Llegó, en esto, la cadena de los galeotes, y don Quijote, con muy corteses
razones, pidió a los que iban en su guarda fuesen servidos de informalle y
decille la causa, o causas, por que llevan aquella gente de aquella manera.
Una de las guardas de a caballo respondió que eran galeotes, gente de Su
Majestad que iba a galeras, y que no había más que decir, ni él tenía más
que saber.
-Con todo eso -replicó don Quijote-, querría saber de cada uno dellos en
particular la causa de su desgracia.
Añadió a éstas otras tales y tan comedidas razones, para moverlos a que
dijesen lo que deseaba, que la otra guarda de a caballo le dijo:
-Aunque llevamos aquí el registro y la fe de las sentencias de cada uno
destos malaventurados, no es tiempo éste de detenerles a sacarlas ni a
leellas; vuestra merced llegue y se lo pregunte a ellos mesmos, que ellos
lo dirán si quisieren, que sí querrán, porque es gente que recibe gusto de
hacer y decir bellaquerías.
Con esta licencia, que don Quijote se tomara aunque no se la dieran, se
llegó a la cadena, y al primero le preguntó que por qué pecados iba de tan
mala guisa.
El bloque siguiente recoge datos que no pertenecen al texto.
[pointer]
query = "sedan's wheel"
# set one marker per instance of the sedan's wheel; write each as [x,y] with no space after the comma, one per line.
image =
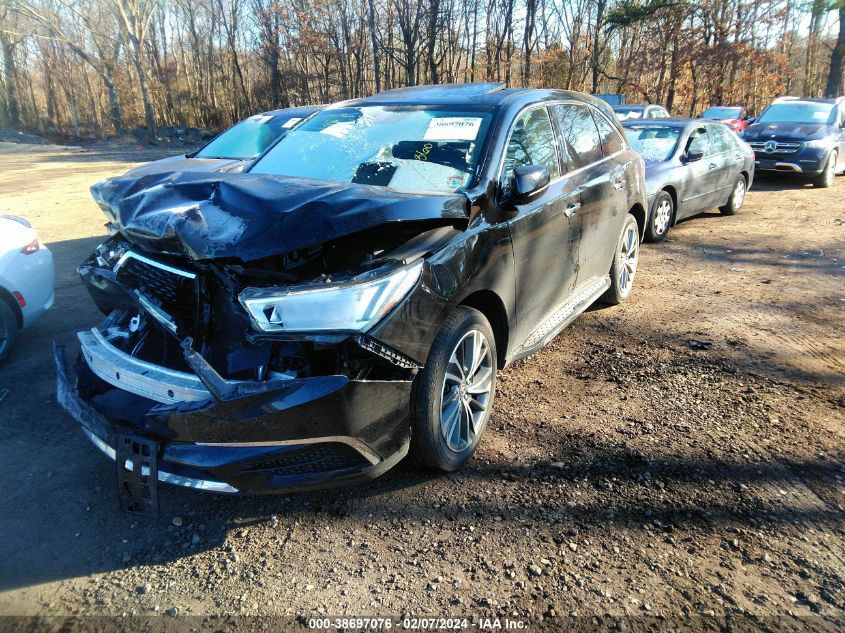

Él le respondió que por enamorado iba de aquella manera.
-¿Por eso no más? -replicó don Quijote-. Pues, si por enamorados echan a
galeras, días ha que pudiera yo estar bogando en ellas.
-No son los amores como los que vuestra merced piensa -dijo el galeote-;
que los míos fueron que quise tanto a una canasta de colar, atestada de
ropa blanca, que la abracé conmigo tan fuertemente que, a no quitármela la
justicia por fuerza, aún hasta agora no la hubiera dejado de mi voluntad.
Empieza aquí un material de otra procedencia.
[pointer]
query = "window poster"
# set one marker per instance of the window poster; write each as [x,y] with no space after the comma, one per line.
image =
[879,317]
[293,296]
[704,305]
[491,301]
Fue en fragante, no hubo lugar de tormento; concluyóse la causa,
acomodáronme las espaldas con ciento, y por añadidura tres precisos de
gurapas, y acabóse la obra.
-¿Qué son gurapas? -preguntó don Quijote.
-Gurapas son galeras -respondió el galeote.
El cual era un mozo de hasta edad de veinte y cuatro años, y dijo que era
natural de Piedrahíta. Lo mesmo preguntó don Quijote al segundo, el cual no
respondió palabra, según iba de triste y malencónico; mas respondió por él
el primero, y dijo:
-Éste, señor, va por canario; digo, por músico y cantor.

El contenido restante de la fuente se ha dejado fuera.